Peter
Peter

Reputation: 48958

Disable output escaping not working for attribute in xslt

I have the following xml-node :

<name>P &amp; P</name>

And following XSL

<a href="example.htm" >

    <xsl:attribute name="title">
       <xsl:value-of select="name" disable-output-escaping="yes"></xsl:value-of>
    </xsl:attribute>    


     <xsl:value-of select="name" disable-output-escaping="yes"></xsl:value-of>
</a>

That compiles to this HTML

<a href="example.com" title="P &amp;amp; P">
  P &amp; P
</a>

So the non-escaping worked for the value (the text between <A></A>) but not for the attribute.

Am I missing something here?

Thanks!

Upvotes: 3

Views: 7463

Answers (2)

Dimitre Novatchev
Dimitre Novatchev

Reputation: 243459

From an OP's comment:

I need this xml (P & P) in the title attribute of an HTML tag. A better solution is most welcome!

What you need to generate can be done perfectly without D-O-E.

<xsl:stylesheet version="1.0"
 xmlns:xsl="http://www.w3.org/1999/XSL/Transform">
 <xsl:output omit-xml-declaration="yes" indent="yes"/>
 <xsl:strip-space elements="*"/>

 <xsl:template match="/*">
     <a href="example.htm" title="{.}">
       <xsl:value-of select="."/>
     </a>
 </xsl:template>
</xsl:stylesheet>

When applied on the following XML document:

<t>P &amp; P</t>

the wanted, correct result is produced:

<a href="example.htm" title="P &amp; P">P &amp; P</a>

Upvotes: 2

Peter
Peter

Reputation: 48958

I've been looking around and I guess this is why : (if I understand correctly) ?

Out of the specs : (http://www.w3.org/TR/xslt)

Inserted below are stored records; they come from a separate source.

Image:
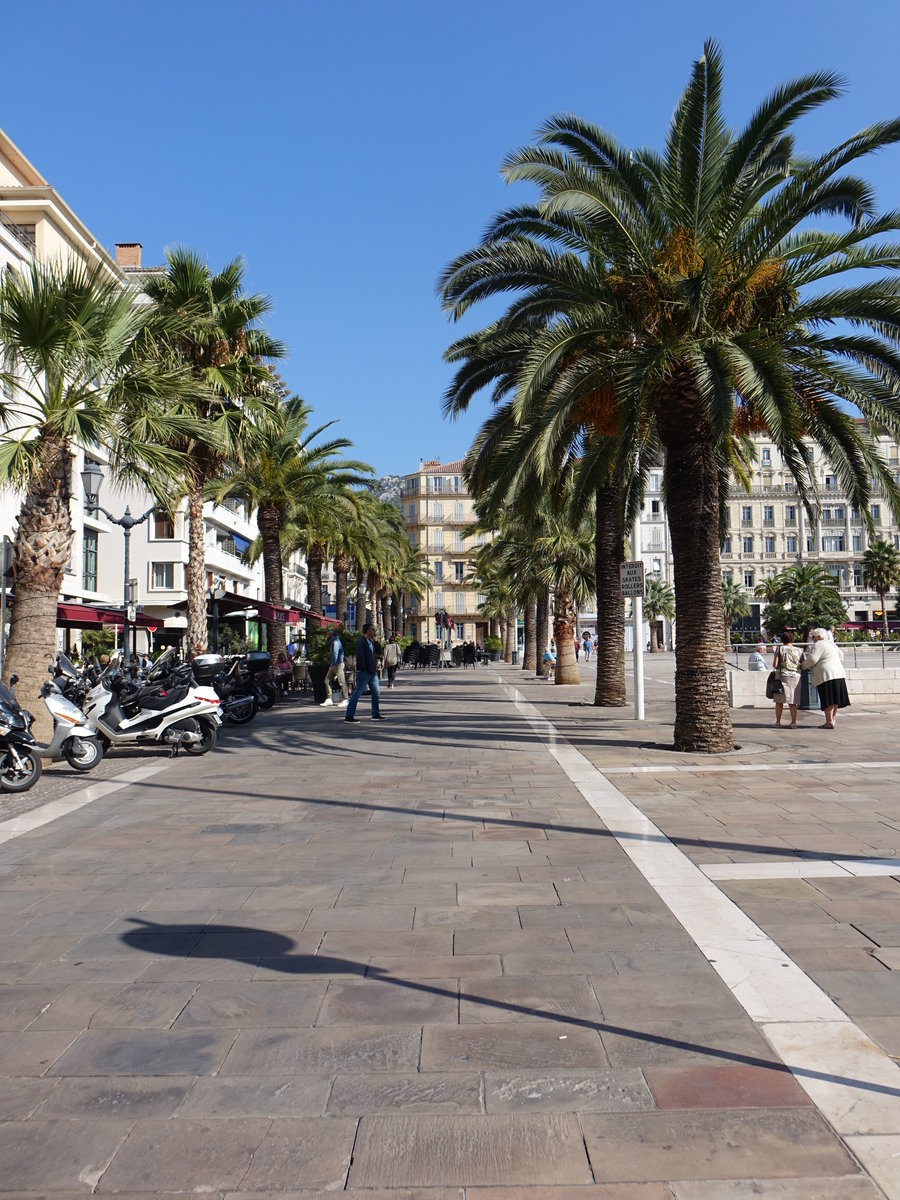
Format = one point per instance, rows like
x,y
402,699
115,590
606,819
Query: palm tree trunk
x,y
609,553
196,569
702,717
269,525
511,634
541,634
43,544
529,658
564,634
342,569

It is an error for output escaping to be disabled for a text node that is used for something other than a text node in the result tree. Thus, it is an error to disable output escaping for an xsl:value-of or xsl:text element that is used to generate the string-value of a comment, processing instruction or attribute node; it is also an error to convert a result tree fragment to a number or a string if the result tree fragment contains a text node for which escaping was disabled. In both cases, an XSLT processor may signal the error; if it does not signal the error, it must recover by ignoring the disable-output-escaping attribute.

So disabling output for escaping an attribute is just not possible apparantly. The workaround that I see is to build a string 'by hand' as XSL - How to disable output escaping for an attribute?

Still hard to believe that I'm not missing sth. trivial here.